Juniper’s cloud-focused business has expanded in recent years, and the company expects the trend to continue as more cloud providers upgrade their networks. Its overall revenue remained unchanged at $4.45 billion in fiscal 2020, but it increased by 8% year over year in the first quarter of 2021 as cyclical demand for its networking hardware and services picked up again.

Juniper’s sales and earnings are expected to increase by 5% and 10%, respectively, this year, according to analysts. Its stock, on the other hand, trades at just 14 times forward earnings and pays a 3.1 percent forward dividend yield. It only invested 63 percent of its free cash flow on dividends in the last year, so there is still space to increase it as it grows its cloud portfolio and higher-margin software market.

2. Alphabet

During the pandemic last year, Alphabet (NASDAQ:GOOG) (NASDAQ:GOOGL), Google’s parent company, experienced a brief decline in ad revenues. However, the rise of Google Cloud helped to offset the downturn, and by the end of the year, the company’s advertising business was back on track.

In 2020, Alphabet’s sales and earnings increased by 13% and 19%, respectively. During the pandemic, the company’s full-year operating margin increased from 21% to 23% as a result of tighter spending controls.

As its ad and cloud businesses continue to grow in a post-pandemic environment, Wall Street expects Alphabet’s revenue and earnings to rise another 30% and 51%, respectively, this year.
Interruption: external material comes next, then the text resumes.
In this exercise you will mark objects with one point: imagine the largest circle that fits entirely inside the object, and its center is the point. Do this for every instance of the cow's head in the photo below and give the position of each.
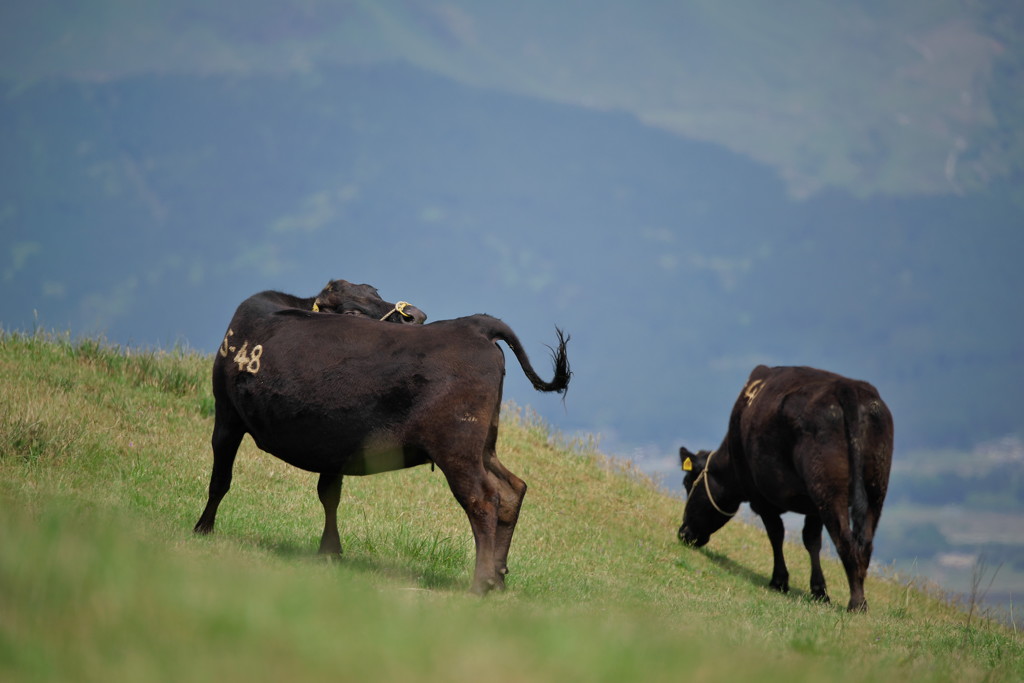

Despite this, its stock trades at only 24 times forward earnings, which seems ridiculously low given its rise.

Alphabet’s stock price seems to be being dragged down by a recent sell-off in tech stocks, as well as unresolved antitrust concerns and Apple’s recent actions against targeted advertising on iOS. However, I believe Alphabet can easily conquer these challenges and continue to be one of the world’s most powerful tech firms for the near future.



2. Salesforce

By fiscal 2026, salesforce.com (NYSE:CRM), the world’s largest cloud-based customer relationship management (CRM) software provider, plans to have increased its annual revenue to more than $50 billion. Demand for automated and outsourced CRM solutions, as well as the expansion of the e-commerce, marketing, and analytics markets, are expected to drive growth.

In fiscal 2021, Salesforce’s revenue and adjusted earnings increased by 24% and 65%, respectively (which ended this January). Throughout the crisis, its market remained stable as large corporations continued to use its cloud-based services to reach out to consumers and improve internal operations.

Salesforce’s revenue is expected to grow 21% this year, but earnings are expected to fall 30% as it completes the upcoming acquisition of Slack, according to analysts (NYSE:WORK). The stock is down due to the $27.7 billion deal’s immediate costs, but the addition of Slack’s centralized communications platform could boost Salesforce’s cloud services in the long run.

Salesforce’s stock does not seem cheap at first, with a P/E ratio of more than 50 times forward earnings, but after it completely absorbs Slack and profits recover, the P/E ratio should decrease. It trades at less than eight times this year’s earnings, making it less expensive than many other cloud stocks.

In essence

Investors who can ignore the short-term turbulence should pay attention to Juniper, Alphabet, and Salesforce. Alphabet is an evergreen software juggernaut, and Salesforce should benefit from the digitization of companies for decades to come. Juniper is an undervalued cyclical play that is starting a new growth cycle, Alphabet is an undervalued cyclical play that is starting a new growth cycle, and Salesforce should benefit from the digitization of businesses for decades to come.